Argerich, Maisky and the Sinfonia Varsovia play Chopin

'A truly symphonic, developmental drama of unassailable integrity'

Our rating

5

Published: June 6, 2016 at 10:48 am

COMPOSERS: Chopin
LABELS: The Fryderyk Chopin Institute
ALBUM TITLE: Chopin
WORKS: Piano Concerto in E minor, Op. 11; Cello Sonata; Introduction and Polonaise brillante in C, Op. 3
PERFORMER: Martha Argerich (piano), Mischa Maisky (cello); Sinfonia Varsovia/Jacek Kaspszyk
CATALOGUE NO: NIFCCD 038

The greatest pianists, of whom Martha Argerich is very famously one, are almost by definition great thinkers (in the non-verbal medium of notes). The very greatest of these inspire thought in their listeners. The present release triggered in this one a series of musings on the nature of maturity, musical and otherwise. Here we have a highly serious (even profound) work by a 20-year-old – the E minor Concerto – performed by a septuagenarian who has played and rediscovered it for most of her life. The composers most usually evoked in discussions of Chopin are Mozart and Bach, his two runaway favourites. The presiding deity here, however – his spirit pervades the entire performance – is Beethoven.
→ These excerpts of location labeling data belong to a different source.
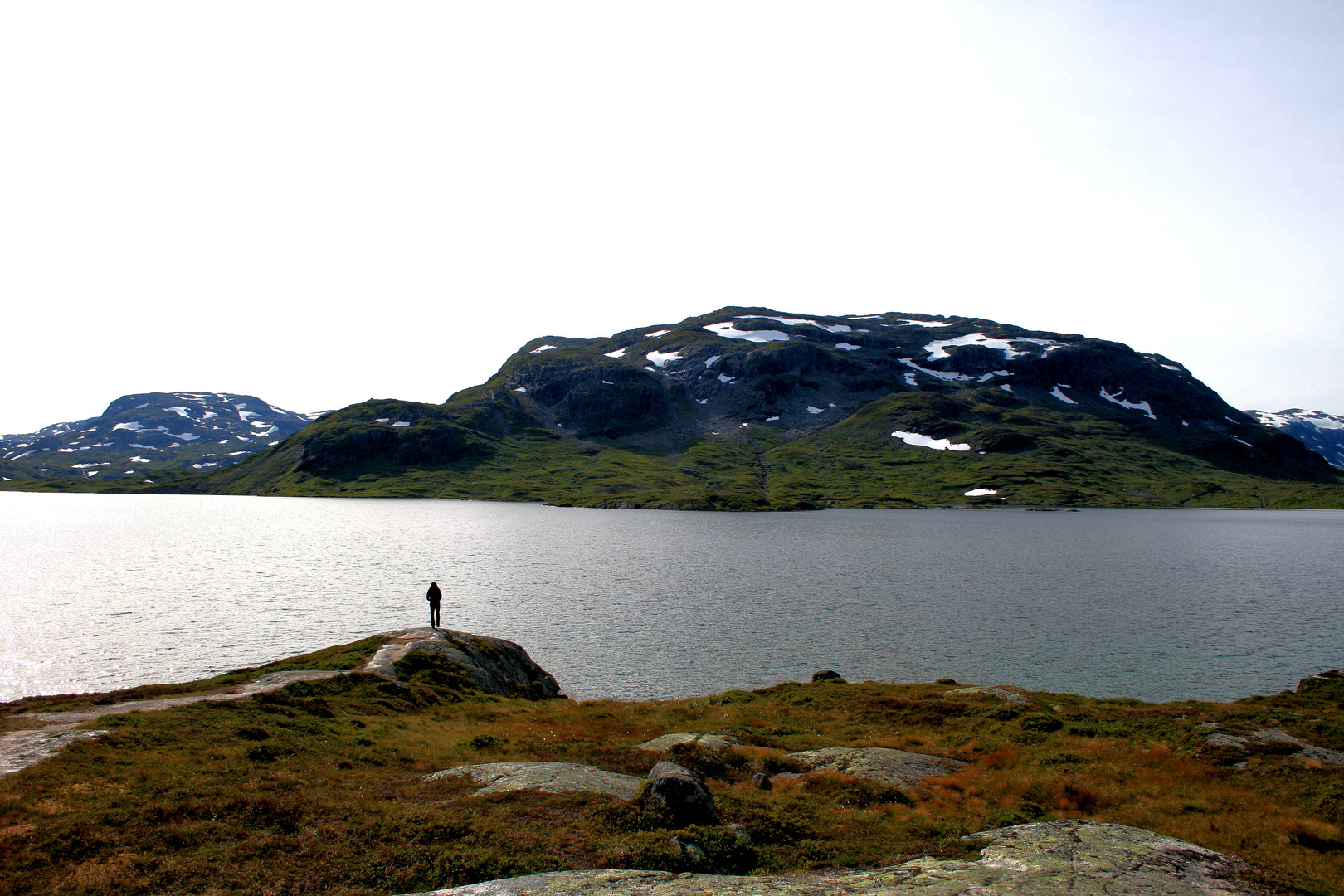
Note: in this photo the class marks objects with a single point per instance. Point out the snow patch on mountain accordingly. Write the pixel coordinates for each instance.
(928, 441)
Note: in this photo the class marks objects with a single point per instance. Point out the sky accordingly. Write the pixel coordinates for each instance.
(320, 203)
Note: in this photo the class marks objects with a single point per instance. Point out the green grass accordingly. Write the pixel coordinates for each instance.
(320, 787)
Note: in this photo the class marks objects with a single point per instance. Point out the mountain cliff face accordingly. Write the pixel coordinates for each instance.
(754, 409)
(151, 433)
(1320, 431)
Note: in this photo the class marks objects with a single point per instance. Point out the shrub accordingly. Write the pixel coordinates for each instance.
(1040, 724)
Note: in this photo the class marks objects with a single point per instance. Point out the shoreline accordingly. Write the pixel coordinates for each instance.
(296, 772)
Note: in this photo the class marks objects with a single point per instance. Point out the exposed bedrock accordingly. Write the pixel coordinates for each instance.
(895, 767)
(1049, 859)
(494, 665)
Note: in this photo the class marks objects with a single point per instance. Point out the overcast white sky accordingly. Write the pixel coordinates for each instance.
(320, 203)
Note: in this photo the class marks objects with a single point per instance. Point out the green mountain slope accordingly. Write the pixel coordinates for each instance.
(752, 409)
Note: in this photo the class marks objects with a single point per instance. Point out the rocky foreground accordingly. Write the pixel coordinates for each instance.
(425, 759)
(1049, 859)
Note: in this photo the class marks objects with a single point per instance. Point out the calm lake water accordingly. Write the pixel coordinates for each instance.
(102, 592)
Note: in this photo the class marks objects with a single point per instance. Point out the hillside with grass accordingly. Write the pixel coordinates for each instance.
(145, 434)
(327, 786)
(752, 409)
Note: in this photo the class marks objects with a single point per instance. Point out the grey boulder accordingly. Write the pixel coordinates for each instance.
(990, 691)
(496, 665)
(897, 767)
(709, 742)
(543, 777)
(678, 791)
(1050, 859)
(1269, 737)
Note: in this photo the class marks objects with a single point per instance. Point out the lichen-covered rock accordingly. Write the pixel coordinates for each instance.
(496, 665)
(543, 777)
(709, 742)
(991, 691)
(1050, 859)
(895, 767)
(1273, 738)
(22, 748)
(678, 791)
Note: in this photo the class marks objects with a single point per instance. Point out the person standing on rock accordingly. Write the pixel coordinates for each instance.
(435, 598)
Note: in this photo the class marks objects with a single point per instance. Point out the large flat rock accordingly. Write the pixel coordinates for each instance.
(1050, 859)
(897, 767)
(709, 742)
(1276, 737)
(991, 691)
(543, 777)
(22, 748)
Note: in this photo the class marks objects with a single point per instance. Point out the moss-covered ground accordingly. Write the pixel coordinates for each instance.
(839, 468)
(320, 787)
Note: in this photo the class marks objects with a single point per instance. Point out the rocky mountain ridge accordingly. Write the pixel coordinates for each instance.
(1317, 430)
(754, 409)
(151, 433)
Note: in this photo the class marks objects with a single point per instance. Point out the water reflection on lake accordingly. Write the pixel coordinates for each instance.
(101, 592)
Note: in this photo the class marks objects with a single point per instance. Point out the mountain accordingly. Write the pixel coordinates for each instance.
(1320, 431)
(149, 434)
(754, 409)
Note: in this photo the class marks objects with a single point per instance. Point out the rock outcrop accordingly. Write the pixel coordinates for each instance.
(895, 767)
(1273, 738)
(543, 777)
(709, 742)
(678, 791)
(1049, 859)
(498, 666)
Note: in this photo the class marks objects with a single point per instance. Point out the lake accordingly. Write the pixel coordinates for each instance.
(101, 592)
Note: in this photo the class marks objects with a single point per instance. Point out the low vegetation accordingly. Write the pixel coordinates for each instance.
(320, 787)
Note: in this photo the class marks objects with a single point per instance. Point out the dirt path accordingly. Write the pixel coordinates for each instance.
(54, 730)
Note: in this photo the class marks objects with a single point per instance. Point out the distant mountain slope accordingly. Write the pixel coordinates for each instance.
(1320, 431)
(151, 433)
(754, 409)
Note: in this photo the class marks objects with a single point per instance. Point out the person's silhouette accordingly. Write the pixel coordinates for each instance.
(435, 597)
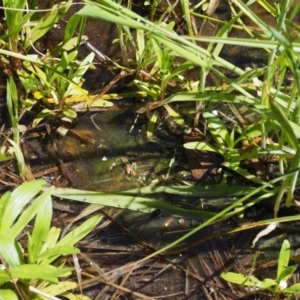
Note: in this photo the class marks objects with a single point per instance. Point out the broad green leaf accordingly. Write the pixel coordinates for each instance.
(287, 272)
(20, 197)
(136, 203)
(96, 12)
(30, 212)
(208, 191)
(3, 157)
(294, 289)
(51, 240)
(70, 113)
(9, 251)
(43, 272)
(266, 283)
(40, 230)
(47, 22)
(19, 157)
(8, 295)
(283, 260)
(241, 279)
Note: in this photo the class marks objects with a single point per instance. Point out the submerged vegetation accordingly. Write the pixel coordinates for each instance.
(243, 118)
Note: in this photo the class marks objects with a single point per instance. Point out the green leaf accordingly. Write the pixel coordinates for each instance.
(294, 289)
(201, 146)
(283, 260)
(70, 113)
(16, 201)
(19, 157)
(3, 157)
(71, 27)
(217, 129)
(9, 250)
(47, 22)
(8, 295)
(51, 240)
(241, 279)
(43, 272)
(30, 212)
(136, 203)
(40, 230)
(45, 113)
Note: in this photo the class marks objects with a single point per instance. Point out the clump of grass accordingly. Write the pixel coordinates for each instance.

The breadth and strength of utterance, the depth, power and unshowy brilliance of the pianism, the uncanny blend of rhetoric and intimacy, all combine to reveal a truly symphonic, developmental drama of unassailable integrity. ‘Mature’ are its shunning of the superfluous (a Chopinian virtue in the first place), its three-dimensional textural perspectives (finding depths where lesser artists see only the surface), and its Mozartian/Beethovenian characterisation of entire movements as part of a unified dramatic whole: the scampering, coltish (indeed Utopian) high spirits of the finale serving as an enchanting counter pole to the weighty, big-boned first movement and the youthful, lovelorn musings of the second.

The cello works are very much lighter fare, of course, but Mischa Maisky and Argerich invests them with an intensity and significance quite transcending their saloniste origins.